Pippa gave a gurgle that could either have been merriment or dismay. ‘First Leah,’ she said. ‘Now you. You think I’m a slag.’

‘No, I don’t. It’s just that I’ve never quite got it. I’m not exactly saving myself for my wedding day, but hasn’t it got to mean something? It’s not like having coffee with someone… I don’t think I’m putting this very well.’

‘The cheese is ready.’

‘Here you are. It’s probably very hot. It’s just – well, there are so many of them. It’s a bit bewildering sometimes.’

‘Why not?’ she said lightly, and bit into her toast; strings of melted cheese clung to her chin. ‘This is perfect. Just the thing after a mugging.’

‘Is that it, then? Why not?’

‘I guess.’

‘Do you enjoy it?’

‘Enjoy?’ She paused with her toast half-way to her mouth and considered.

‘So?’

‘You really want the answer? Because it’s the one thing men really want. They might deny it, but no man – however moral, however married – will turn you down if you offer them sex.’ There was a silence. ‘Are you shocked?’

‘I was just thinking,’ I said. ‘I don’t know whether you love men or you have contempt for them.’

Pippa thought about it. ‘Can’t I do both?’

Chapter Sixteen

I only found out that we were going to have a sale when I arrived home in the evening and read about it on the large cardboard sign that someone had tacked on to the tree at the front.

‘House-clearance sale,’ it read in large letters. I recognized the paint as the deep green that Dario had been using to paint the upstairs hall, before he laid down his brush and went on strike. ‘Thursday 6 p.m.’ Underneath, in the bathroom’s stone blue, was written in a large, childlike hand, ‘Bargains!!!’

‘House-clearance sale?’ I asked Davy, when I went into the kitchen. He was sitting at the table failing to do the crossword, and I could see that someone had already started putting old pots and pans into cardboard boxes while piles of chipped plates, discoloured mugs, ugly vases, a broken toaster minus its plug and a food mixer that had long ago stopped working cluttered all the surfaces.

‘Apparently.’

‘But we still live here.
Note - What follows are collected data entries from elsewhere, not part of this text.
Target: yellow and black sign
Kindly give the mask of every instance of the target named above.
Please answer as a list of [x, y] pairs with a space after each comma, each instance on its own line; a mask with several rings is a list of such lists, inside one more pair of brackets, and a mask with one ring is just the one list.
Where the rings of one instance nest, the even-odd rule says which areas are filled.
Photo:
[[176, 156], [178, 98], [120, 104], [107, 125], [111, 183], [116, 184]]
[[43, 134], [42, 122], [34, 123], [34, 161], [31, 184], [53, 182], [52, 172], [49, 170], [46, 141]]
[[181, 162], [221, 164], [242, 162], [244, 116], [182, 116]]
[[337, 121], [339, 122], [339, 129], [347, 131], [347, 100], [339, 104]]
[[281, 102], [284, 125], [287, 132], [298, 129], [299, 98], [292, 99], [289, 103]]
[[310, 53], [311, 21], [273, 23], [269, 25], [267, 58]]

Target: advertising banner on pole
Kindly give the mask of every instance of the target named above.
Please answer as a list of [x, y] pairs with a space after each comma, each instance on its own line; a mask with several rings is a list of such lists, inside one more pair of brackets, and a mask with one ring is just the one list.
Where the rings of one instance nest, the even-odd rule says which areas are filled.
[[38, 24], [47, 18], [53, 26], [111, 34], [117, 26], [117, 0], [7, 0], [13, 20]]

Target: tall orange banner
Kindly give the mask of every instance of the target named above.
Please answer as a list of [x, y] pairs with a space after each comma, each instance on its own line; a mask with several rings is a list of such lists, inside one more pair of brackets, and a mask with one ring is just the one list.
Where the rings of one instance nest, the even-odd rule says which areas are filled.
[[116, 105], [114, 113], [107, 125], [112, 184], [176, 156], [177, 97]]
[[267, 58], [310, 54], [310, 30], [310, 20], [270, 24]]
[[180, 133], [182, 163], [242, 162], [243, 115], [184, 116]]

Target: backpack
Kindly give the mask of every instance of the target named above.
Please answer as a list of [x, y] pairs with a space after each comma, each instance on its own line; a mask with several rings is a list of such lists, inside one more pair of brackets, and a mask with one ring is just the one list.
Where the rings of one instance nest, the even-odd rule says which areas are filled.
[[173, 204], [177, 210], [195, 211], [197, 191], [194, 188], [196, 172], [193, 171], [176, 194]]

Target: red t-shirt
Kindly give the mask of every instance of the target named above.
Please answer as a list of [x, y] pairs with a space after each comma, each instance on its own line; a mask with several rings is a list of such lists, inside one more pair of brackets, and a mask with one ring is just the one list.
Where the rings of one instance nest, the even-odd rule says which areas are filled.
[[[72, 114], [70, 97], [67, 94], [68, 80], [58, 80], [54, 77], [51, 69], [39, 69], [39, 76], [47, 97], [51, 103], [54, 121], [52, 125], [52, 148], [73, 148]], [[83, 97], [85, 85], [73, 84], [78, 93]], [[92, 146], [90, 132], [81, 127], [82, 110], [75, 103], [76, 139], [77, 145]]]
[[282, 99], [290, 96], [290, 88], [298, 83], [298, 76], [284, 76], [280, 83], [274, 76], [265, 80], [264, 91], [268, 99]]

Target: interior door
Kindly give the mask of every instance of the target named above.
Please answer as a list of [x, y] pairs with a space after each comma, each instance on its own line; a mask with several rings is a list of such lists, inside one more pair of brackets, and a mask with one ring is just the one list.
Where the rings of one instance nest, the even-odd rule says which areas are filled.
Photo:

We’re not moving for weeks yet.’

‘We’re not getting rid of everything. Just the things we don’t need and know we don’t want.’

‘We need plates.’ I stared around the room. ‘Those are my mother’s old teacups. You can’t just chuck them out.’

‘It was Pippa’s idea. She said we should liquidate our assets.’

‘What’s this?’

He peered at it, frowning. ‘I think it’s an old pasta-maker, minus the handle thing. It’s a bit rusty, isn’t it? And that’s the bottom half of an ice-cream maker. Dario couldn’t find the top.’

‘Right. Assets, Pippa said?’

Davy gave a little giggle. He’s one of the few men I know who giggles like a girl.

‘Hi, Astrid.’

I turned. Mel stood in the doorway, her soft brown hair falling over her face. She was wearing a green skirt and a sleeveless white top and looked fresh and eager. I smiled at her. ‘Hello there.’